Alors que le studio de télévision et le plateau de tournage se présentent comme des bazars technologiques au service du factice, la scène est réduite à l’essentiel — un plateau rudimentaire, un éclairage minimal, un espace public sommaire — pour ne laisser place qu’aux acteurs communiant directement avec leurs spectateurs. C’est ce partage de l’émotion pure, palpable, physique, de sens à sens, dénuée de toute interférence technologique qui guide autant la recherche de Jerzy Grotowski que celle de Peter Brook. C’est l’ère du « théâtre pauvre », de « l’espace vide » ; c’est celle aussi du « théâtre direct », ramené à sa plus simple expression. (Larrue 24)
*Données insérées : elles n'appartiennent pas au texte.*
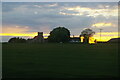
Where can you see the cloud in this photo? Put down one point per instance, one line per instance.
(15, 29)
(90, 11)
(101, 25)
(46, 16)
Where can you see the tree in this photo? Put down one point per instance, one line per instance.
(17, 40)
(59, 34)
(86, 34)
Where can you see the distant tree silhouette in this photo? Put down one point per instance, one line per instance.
(59, 34)
(86, 34)
(17, 40)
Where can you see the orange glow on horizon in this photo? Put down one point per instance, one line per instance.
(105, 36)
(22, 34)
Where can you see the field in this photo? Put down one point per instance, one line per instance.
(60, 60)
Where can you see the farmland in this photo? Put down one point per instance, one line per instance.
(60, 60)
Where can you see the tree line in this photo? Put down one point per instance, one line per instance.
(59, 34)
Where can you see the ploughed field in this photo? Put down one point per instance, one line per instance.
(60, 60)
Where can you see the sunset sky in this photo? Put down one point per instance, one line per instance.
(24, 19)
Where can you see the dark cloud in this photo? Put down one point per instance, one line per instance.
(36, 15)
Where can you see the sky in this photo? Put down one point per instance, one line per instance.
(24, 19)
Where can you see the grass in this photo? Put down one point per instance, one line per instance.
(60, 60)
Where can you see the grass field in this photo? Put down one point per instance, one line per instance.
(60, 60)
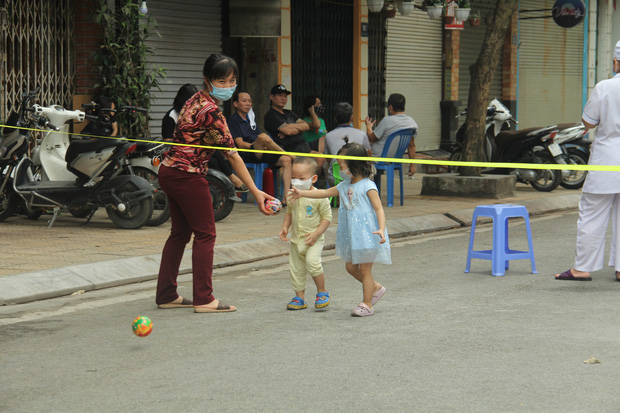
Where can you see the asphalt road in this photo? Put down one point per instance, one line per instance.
(441, 340)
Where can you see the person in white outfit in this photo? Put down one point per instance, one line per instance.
(600, 197)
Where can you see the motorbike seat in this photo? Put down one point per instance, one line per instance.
(508, 136)
(146, 146)
(562, 126)
(78, 147)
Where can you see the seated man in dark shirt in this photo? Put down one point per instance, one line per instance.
(284, 126)
(247, 135)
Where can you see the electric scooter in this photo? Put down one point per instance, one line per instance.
(532, 145)
(96, 181)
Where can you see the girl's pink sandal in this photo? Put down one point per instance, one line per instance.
(362, 310)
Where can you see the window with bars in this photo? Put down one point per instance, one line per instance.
(37, 50)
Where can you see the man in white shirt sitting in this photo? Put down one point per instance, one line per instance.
(396, 120)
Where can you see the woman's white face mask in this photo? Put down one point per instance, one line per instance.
(302, 185)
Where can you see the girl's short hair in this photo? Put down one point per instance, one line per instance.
(356, 167)
(185, 92)
(218, 66)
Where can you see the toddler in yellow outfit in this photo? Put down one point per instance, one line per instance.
(307, 219)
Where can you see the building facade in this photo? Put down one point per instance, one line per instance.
(339, 51)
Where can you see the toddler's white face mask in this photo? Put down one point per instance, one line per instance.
(302, 185)
(346, 175)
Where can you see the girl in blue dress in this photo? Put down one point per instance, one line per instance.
(361, 238)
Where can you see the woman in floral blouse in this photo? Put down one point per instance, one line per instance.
(181, 176)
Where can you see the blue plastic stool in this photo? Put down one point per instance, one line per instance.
(501, 253)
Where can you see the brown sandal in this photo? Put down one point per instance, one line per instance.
(185, 303)
(221, 308)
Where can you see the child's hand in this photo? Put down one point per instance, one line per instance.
(283, 234)
(260, 198)
(380, 233)
(311, 238)
(293, 195)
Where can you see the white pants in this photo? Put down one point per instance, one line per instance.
(594, 212)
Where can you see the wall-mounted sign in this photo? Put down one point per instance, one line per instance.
(568, 13)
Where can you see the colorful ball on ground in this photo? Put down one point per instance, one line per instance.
(273, 205)
(142, 326)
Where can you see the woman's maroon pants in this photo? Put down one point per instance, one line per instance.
(191, 212)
N’est‑ce pas justement cette esthétique de « théâtre pauvre » que revendiquent nos deux mises en scène, notamment dans leur moment de tempête, faisant joyeusement appel à une artificialité avouée et célébrée ? Irina Brook, s’inscrivant dans l’héritage de son père, semble bien avoir choisi un « espace vide », où la relation acteurs/spectateurs se suffit à elle‑même : « A man walks across this empty space whilst someone else is watching him, and this is all that is needed for an act of theatre to be engaged. » (Brook 7) Les deux adaptations font également écho aux propos du metteur en scène et contemporain de Brook, Jerzy Grotowski :

In the first place, we are trying to avoid eclecticism, trying to resist thinking of theatre as a composite of disciplines. We are seeking to define what is distinctively theatre, what separates this activity from other categories of performance and spectacle. Secondly, our productions are detailed investigations of the actor-audience relationship. That is, we consider the personal and scenic technique of the actor at the core of theatre art. (Grotowski 15)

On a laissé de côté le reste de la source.